どこか優雅な響きがあって、でも、絵空事ではない、実体を持ったことばとして。
それは、関東平野に来て、広大な花野の風景を見たからだ。

まず茨城県に来て、川の大きさに驚いた。
桜川や小貝川、鬼怒川、そして坂東太郎と呼ばれた利根川などの芒が生えた川原を歩いて、宮沢賢治の「風の又三郎」の世界が眼前に広がった。

どっどど どどうど どどうど どどう
青いくるみも吹きとばせ
すっぱいかりんも吹きとばせ
どっどど どどうど どどうど どどう

宮沢賢治『風の又三郎』より

このフレーズ、花野ということばは出てこないけど花野がいい。

私の育った静岡県西部には日本三大急流の天竜川があるが、又三郎が降りてくるような花野は広がっていなかった。

桜川のススキ原

桜川のススキ原

花野のイメージ

お盆を過ぎると日が短くなり、いやおうなく黄昏(たそ・かれ)を意識する。
でも暑さは残っていて、なかなか秋が実感できない。
稲刈りが終わり、秋が深まってゆくとススキ(芒)が一面に花を咲かせる。

ススキの花といってもピンとこないかもしれない。
イネ科なので、イネ(稲)の花と同じく先っぽに小さな蘂(しべ)を垂らす。
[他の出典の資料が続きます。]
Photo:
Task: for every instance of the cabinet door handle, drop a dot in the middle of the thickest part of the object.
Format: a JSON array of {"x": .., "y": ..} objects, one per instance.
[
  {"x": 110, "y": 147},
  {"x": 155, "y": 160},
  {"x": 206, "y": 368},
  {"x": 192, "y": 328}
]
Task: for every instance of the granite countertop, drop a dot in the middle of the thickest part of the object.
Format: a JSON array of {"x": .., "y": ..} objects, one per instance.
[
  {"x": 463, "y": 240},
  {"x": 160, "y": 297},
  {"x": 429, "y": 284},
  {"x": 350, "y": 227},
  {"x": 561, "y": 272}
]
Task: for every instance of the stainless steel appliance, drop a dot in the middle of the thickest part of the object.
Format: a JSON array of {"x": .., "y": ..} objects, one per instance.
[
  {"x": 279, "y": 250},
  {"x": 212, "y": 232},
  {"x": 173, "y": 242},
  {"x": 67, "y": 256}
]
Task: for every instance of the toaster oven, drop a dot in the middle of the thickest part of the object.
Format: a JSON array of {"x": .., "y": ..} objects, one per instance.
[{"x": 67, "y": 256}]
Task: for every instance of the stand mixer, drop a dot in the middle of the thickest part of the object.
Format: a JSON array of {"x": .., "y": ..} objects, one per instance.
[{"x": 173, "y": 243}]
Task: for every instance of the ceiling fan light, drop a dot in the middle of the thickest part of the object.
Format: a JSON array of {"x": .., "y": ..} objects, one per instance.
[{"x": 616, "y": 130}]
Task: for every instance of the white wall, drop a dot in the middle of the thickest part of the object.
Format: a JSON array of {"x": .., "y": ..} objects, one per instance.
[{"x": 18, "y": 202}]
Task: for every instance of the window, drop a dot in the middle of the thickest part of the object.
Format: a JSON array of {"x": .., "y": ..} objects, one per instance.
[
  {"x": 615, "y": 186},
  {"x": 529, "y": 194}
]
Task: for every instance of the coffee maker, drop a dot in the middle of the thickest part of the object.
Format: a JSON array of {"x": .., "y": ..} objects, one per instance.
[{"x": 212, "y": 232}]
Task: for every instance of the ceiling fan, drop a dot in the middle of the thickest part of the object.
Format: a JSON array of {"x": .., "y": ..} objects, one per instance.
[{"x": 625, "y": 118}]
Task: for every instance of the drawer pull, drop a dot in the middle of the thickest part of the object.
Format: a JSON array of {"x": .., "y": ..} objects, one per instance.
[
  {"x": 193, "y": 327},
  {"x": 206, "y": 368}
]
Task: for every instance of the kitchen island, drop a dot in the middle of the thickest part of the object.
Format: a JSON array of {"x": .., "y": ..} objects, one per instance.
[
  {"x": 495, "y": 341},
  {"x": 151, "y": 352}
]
それが房になるので、花を咲かせたススキ原は見事。
花の咲いた芒原が秋の斜めの光に輝く様は、なんとも言えない。

輝きは芒のなかにゐる私

あまりうぬぼれないけど、芒の光る中にいると、小さな自分などどうでも良くなる。自分がこの世の中で一番なんだとうぬぼれた時の私の拙句。